S’y ajoutent Stéphane, venu mettre en place une structure à destination des jeunes désoeuvrés, qui viendra en aide à Moïse avant que Bruce ne fasse courir des fausses rumeurs sur eux deux. Puis Olivier, le policier, décontenancé par le profil de Moïse et ce qu’il a fait de sa vie.

Marie et Bruce, décédés, nous parlent de l’au-delà. Histoire de rappeler qu’à Mayotte, les vivants partagent l’espace et le temps avec leurs fantômes.

Sur fond de misère sociale, de drogue, de populisme dégoulinant et de pratiques ancestrales, le roman fait un focus assez terrifiant sur un bout de France laissé à l’abandon.

Edifiant. Terriblement bien écrit. Et passionnant à lire.

Dans un article paru dernièrement dans Le Monde, l’auteure explique  :

 » […] Mayotte est un concentré de toutes nos problématiques actuelles. C’est un cas d’école du déplacement des populations, des problèmes écologiques, de l’identité. Tout ce qui est au cœur même de notre monde actuel est aujourd’hui concentré sur cette petite terre. « 

« […] Ce n’est pas une terre oubliée, mais, à l’heure de la crise financière, c’est une île où l’on colmate et où la coopération régionale est inexistante. L’attachement à la France y est immense. »

Extraits

Page 30 : « Parfois, je pense à la maison désormais vide de mon enfance et me vient cette idée saugrenue que j’y serais bien, la-bas, maintenant. J’échapperais à cette chaleur qui me vrille la tête, j’échapperais à ce pays que je sens parfois bouillir de rage, j’emmènerais Moïse loin d’ici. Finalement j’ai trouvé le courage de lui parler. De lui raconter son histoire. J’ai commencé comme ça C’était le 3 mai, il pleuvait, ta mère est arrivée dans un kwassa sur la plage de Bandrakouni. Je pensais que ça lui suffirait mais non, chaque jour il veut que je parle à nouveau, que je raconte encore et encore, plus lentement, que je me rappelle des couleurs, des formes, des mots exacts mais, moi, j’ai tellement mal à la tête et je ne veux plus ressasser la même chose et Moïse se met en colère, me traite de menteuse, il veut aller sur la plage de Bandrakouni, mais comment lui dire que ce n’est qu’une plage, qu’il n’y a rien qui l’attend là-bas. »

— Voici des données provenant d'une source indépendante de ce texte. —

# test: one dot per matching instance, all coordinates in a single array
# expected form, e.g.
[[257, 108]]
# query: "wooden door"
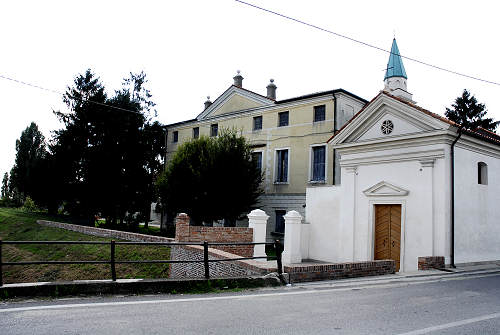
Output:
[[388, 232]]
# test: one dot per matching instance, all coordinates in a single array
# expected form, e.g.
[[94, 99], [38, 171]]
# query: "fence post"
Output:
[[278, 246], [257, 220], [113, 270], [1, 273], [205, 260], [293, 227]]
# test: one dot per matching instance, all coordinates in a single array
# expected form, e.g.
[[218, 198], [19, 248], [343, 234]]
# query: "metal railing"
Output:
[[112, 261]]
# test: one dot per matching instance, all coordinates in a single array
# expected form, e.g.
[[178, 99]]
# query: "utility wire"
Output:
[[60, 93], [366, 44]]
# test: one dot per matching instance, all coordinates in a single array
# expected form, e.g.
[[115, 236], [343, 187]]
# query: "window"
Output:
[[283, 119], [318, 164], [280, 221], [482, 173], [257, 158], [257, 123], [319, 113], [214, 128], [282, 166]]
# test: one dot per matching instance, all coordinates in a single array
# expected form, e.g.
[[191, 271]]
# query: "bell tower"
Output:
[[395, 75]]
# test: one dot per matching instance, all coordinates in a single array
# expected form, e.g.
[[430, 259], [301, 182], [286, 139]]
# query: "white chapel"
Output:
[[413, 184]]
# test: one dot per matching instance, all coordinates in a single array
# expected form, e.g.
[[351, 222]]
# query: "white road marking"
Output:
[[340, 288], [453, 324]]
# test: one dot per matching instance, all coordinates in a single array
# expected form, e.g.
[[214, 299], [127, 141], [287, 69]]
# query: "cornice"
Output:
[[423, 155]]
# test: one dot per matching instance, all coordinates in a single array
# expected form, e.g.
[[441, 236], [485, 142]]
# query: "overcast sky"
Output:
[[191, 49]]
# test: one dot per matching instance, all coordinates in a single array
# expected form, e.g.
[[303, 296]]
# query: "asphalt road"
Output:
[[464, 305]]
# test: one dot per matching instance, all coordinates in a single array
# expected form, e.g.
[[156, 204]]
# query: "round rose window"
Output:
[[387, 127]]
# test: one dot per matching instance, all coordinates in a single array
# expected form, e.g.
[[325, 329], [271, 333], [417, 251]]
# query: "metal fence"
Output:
[[112, 262]]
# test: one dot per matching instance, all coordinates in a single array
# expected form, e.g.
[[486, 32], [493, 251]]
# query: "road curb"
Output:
[[380, 280], [132, 286]]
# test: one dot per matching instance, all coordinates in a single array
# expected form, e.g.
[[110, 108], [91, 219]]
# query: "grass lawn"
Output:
[[16, 225]]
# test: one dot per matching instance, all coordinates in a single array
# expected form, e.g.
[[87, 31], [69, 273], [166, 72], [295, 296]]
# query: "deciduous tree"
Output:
[[470, 114], [211, 179]]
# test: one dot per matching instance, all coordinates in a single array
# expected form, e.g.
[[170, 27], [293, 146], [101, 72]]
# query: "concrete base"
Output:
[[316, 271]]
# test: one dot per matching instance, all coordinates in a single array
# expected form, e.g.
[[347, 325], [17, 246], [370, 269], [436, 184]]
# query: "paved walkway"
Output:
[[411, 276]]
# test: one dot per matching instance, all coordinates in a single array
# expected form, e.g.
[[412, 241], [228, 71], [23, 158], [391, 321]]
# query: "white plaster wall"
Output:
[[322, 216], [477, 208], [424, 211]]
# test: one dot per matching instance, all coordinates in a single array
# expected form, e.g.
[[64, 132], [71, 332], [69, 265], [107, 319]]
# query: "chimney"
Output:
[[238, 79], [271, 90], [208, 102]]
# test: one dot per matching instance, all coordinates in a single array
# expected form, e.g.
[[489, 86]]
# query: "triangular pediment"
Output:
[[385, 118], [388, 123], [232, 100], [385, 189]]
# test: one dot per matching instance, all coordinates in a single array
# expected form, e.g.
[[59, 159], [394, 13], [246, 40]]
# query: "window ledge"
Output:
[[317, 182]]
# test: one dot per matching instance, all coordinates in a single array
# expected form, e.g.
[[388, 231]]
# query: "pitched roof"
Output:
[[395, 67], [479, 133], [317, 94]]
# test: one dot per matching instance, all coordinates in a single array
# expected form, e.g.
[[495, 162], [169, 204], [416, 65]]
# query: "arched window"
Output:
[[482, 173]]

Pages 34-35 : « Cette ile, Bruce, nous a transformés en chiens. Toi qui avais choisi le prénom d’un superhéros, Bruce Wayne, m’avais-tu expliqué, en sautillant sur place comme si tu avais des ressorts aux pieds. Bruce Wayne, l’homme chauve-souris, parce que tu aimais les chauves-souris, enfin c’est ce que tu disais car moi je ne t’ai jamais vu aimer autre chose que fumer et dominer les autres.

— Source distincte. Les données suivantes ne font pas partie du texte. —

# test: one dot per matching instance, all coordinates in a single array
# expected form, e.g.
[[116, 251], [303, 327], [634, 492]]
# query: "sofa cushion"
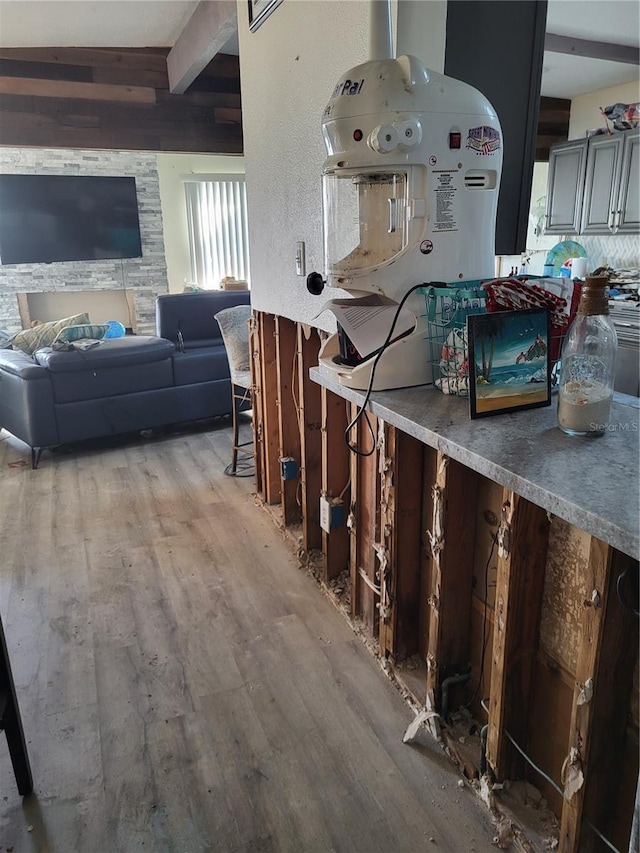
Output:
[[43, 335], [111, 352], [78, 333], [200, 365], [114, 367], [189, 316]]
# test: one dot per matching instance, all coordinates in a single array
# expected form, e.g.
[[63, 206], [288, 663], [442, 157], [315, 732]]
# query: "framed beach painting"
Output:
[[509, 361]]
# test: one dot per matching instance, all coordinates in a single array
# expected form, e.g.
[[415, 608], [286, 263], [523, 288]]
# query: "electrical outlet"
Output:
[[325, 514], [331, 513]]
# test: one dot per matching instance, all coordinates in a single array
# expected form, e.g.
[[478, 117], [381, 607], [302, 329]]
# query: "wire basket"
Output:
[[447, 312]]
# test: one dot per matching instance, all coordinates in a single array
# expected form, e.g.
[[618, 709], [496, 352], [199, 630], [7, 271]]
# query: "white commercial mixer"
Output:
[[410, 191]]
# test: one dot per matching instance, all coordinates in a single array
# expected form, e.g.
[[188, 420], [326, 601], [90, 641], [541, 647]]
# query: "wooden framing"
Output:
[[522, 554], [452, 540], [269, 410], [310, 405], [365, 508], [335, 480], [608, 648], [288, 415], [419, 531], [400, 523]]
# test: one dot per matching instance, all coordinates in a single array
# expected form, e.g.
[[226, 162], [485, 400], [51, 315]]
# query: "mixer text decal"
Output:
[[443, 183], [484, 140], [349, 87]]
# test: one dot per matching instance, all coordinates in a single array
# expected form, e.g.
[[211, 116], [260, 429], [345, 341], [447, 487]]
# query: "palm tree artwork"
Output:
[[488, 327]]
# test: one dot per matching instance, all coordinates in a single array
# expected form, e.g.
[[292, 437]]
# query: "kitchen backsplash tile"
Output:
[[617, 250]]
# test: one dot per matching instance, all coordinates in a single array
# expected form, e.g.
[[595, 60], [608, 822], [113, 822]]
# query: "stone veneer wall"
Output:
[[145, 276]]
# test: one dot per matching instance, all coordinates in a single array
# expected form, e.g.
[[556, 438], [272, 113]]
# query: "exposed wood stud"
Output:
[[608, 646], [364, 469], [335, 479], [288, 414], [522, 540], [269, 388], [401, 507], [310, 439], [452, 538]]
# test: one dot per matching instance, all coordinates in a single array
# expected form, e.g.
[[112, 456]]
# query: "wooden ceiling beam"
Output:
[[206, 33]]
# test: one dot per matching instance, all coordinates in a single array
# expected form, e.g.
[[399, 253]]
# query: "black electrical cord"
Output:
[[619, 589], [362, 409]]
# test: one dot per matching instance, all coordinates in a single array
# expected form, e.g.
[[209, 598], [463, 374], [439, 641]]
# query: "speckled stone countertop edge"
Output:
[[594, 486]]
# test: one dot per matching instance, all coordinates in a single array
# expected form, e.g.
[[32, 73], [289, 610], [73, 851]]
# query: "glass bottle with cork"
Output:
[[588, 361]]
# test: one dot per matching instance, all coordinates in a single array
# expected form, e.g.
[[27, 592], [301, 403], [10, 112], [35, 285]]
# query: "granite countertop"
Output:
[[592, 483]]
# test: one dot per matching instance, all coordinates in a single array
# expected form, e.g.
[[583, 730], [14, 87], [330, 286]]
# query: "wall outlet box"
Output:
[[331, 513], [288, 468]]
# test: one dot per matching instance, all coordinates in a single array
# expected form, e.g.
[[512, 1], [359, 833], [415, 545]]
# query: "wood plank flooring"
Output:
[[184, 685]]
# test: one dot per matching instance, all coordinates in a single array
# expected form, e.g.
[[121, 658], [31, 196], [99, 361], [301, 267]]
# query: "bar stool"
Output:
[[234, 329], [11, 723]]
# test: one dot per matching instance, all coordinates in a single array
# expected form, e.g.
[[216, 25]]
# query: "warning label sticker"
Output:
[[445, 206]]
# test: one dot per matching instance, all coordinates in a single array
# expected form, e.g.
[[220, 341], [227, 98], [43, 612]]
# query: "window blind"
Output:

Cette île a fait de moi un assassin. Tu te souviens, tu me disais Pas de pitié Mo, et regarde, Bruce, je n’en ai pas eu pour toi, ce matin ».

Page 164 : « Ecoute le bruit de mon pays qui gronde, écoute la colère de Gaza, écoute comment elle rampe et qui rappe jusqu’à nous, tu entends cette musique nigga, tu sens la braise contre ton visage balafré. Regarde, Mo, regarde de ton oeil de djinn de malheur. Ils viennent me venger.

Ils viennent pour toi. « 

« Tropique de la violence », Nathacha Appanah, Gallimard.